Abstract:
Text entry is an essential aspect of human-computer interaction and can be performed
through a keyboard, which mostly contains English letters. Typing Amharic text on a
computer system may pose challenges like decreased typing speed, spelling, and grammar
errors. These challenges allow to introduce of text prediction that facilitates fast entry of
text into computers and handheld devices. Previous studies about Amharic next-word
prediction lacked syntactic agreement due to inaccurate part-of-speech tagging.
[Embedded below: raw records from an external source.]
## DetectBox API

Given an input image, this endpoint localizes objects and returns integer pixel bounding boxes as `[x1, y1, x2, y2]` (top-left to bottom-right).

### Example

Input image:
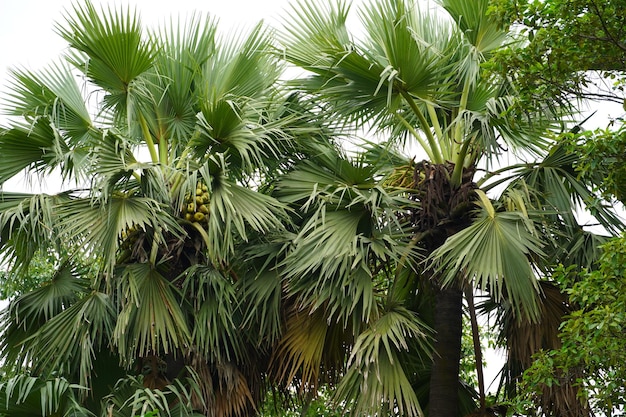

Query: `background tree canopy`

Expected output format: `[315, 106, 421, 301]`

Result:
[489, 0, 626, 107]
[513, 236, 626, 416]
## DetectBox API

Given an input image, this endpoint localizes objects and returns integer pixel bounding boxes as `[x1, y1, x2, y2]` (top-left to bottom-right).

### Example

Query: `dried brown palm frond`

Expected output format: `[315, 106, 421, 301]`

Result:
[268, 302, 350, 394]
[189, 353, 257, 417]
[488, 280, 590, 416]
[506, 281, 570, 369]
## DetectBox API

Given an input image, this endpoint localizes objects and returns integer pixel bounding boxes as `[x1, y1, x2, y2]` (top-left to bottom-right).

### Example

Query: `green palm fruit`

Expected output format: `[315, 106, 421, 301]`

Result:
[180, 180, 210, 228]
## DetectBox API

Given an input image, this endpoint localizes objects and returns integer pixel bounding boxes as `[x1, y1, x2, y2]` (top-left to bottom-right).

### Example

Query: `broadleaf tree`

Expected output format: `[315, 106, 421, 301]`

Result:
[512, 236, 626, 416]
[488, 0, 626, 108]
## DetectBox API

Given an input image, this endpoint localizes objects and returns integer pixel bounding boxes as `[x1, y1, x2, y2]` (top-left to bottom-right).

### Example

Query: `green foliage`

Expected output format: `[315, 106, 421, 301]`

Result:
[566, 121, 626, 205]
[0, 252, 55, 300]
[1, 1, 624, 416]
[514, 235, 626, 416]
[102, 373, 204, 417]
[0, 1, 324, 415]
[488, 0, 626, 107]
[259, 386, 346, 417]
[0, 374, 91, 416]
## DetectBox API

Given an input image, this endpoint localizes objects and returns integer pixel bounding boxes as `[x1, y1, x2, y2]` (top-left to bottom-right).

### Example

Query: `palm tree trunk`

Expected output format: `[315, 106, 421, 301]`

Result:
[465, 285, 486, 412]
[429, 286, 464, 417]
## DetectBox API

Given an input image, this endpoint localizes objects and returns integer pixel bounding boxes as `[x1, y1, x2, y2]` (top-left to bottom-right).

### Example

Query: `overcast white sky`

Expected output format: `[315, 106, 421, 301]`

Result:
[0, 0, 298, 87]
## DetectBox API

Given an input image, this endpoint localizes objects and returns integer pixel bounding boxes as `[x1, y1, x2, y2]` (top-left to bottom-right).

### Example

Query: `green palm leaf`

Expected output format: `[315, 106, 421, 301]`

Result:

Additionally, a single word did not capture the context of the sentences. This study aims to
design next phrase prediction model using deep learning approaches. The dataset for the
prediction model was collected from Amharic student textbooks, Amharic teacher's
guidebooks, Amharic Grammar entitled የአማርኛ ሰዋሰው by Baye Yimam, and news from
Amhara mass media. The collected Amharic sentences required preprocessing, part of
speech tagged with a pre-trained model, and a rule-based chunk tagged for the model
development. Two prediction models were designed using LSTM and Encoder-Decoder
deep learning techniques to compare and select the optimum one. The prediction models
are trained using 2176 simple declarative sentences with split ratios of 80%, 10%, 10%,
and 70%, 15%, and 15% for training, validation, and, testing sets. The accuracy of
proposed models achieved 68.8%, and 70.4% in Encoder Decoder and LSTM respectively
on the former split ratio. The LSTM model performs better than the Encoder-decoder
model with a split of 80%, 10%, and 10% for training, testing, and validation sets. The
finding of this study has a valuable role, especially for non–native and dyslexia users in
typing coherent sentences as well as capturing the context of sentences by considering
sequences of words rather than individual words. This study was limited to declarative
sentences and syntactic information, which leads future researchers to encompass other
types of sentences with semantic meanings.
Keywords: Phrase prediction, deep learning, Long Short Term Memory, Encoder-
Decoder, sentence chunk